Punish judges who break the law

David MoonBlog

The U.S. Attorney General Merrick Garland recently offered a warning to white collar criminals who might have historically used the shield of a corporation to avoid personal criminal prosecution for their misdeeds. “The essence of the rule of law is that like cases are treated alike,” Garland said. “[There is not] one rule for the powerful and another for the powerless; one rule for the rich and another for the poor.”

It’s a shame Garland can’t start his equal justice efforts by putting lawbreaking federal judges in prison – or, at least tossing them from the bench.

A recent Wall Street Journal investigation discovered that from 2011 to 2018, 131 federal judges improperly heard 685 cases involving companies in which the judge or a close family member was an investor. Following the newspaper’s investigation, 56 of the judges issued notifications that they violated stock ownership rules and should have recused themselves from the proceedings.

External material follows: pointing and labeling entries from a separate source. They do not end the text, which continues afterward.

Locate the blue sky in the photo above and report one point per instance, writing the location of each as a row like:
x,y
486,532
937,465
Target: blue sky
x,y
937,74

But it wasn’t an administrative rule or ethical guideline these judges violated. It was a federal law, the 1974 Judicial Disqualification law. Perhaps it should be no surprise that so many members of the federal judiciary overlook or ignore the law; at the time it was opposed by the Judicial Conference, a policy-making body for the federal courts.

Shockingly, the 1974 law provides no penalties for judges who violate it. It is ironic that a law inspired by Watergate includes no automatic impeachment for judges who violate it.

My guess is that the financial conflicts of these judges will attract much less public attention than do the discussions and proposals to prohibit members of Congress from owning individual securities. Although there are numerous conflicts of interest that appear to benefit many of our elected officials, we don’t need any new laws or rules to address insider information or conflicts of interest by judges, congressmen, senators, cabinet members or federal department staff members. We simply need to enforce the laws already in place – including incorporating actual penalties for those who violate their positions of public trust.

On March 14, it will be 265 years since the court martial and execution of British Admiral John Byng. French writer Voltaire satirized Byng’s execution in his novel Candide, writing “in this country it is good to kill an admiral from time to time to encourage the others.”

We certainly don’t need to execute any judges or elected officials, but neither do we need a bunch of new laws. The Department of Justice, including the FBI, needs a way and the political will to swiftly and clearly punish those who don’t follow the laws that already exist.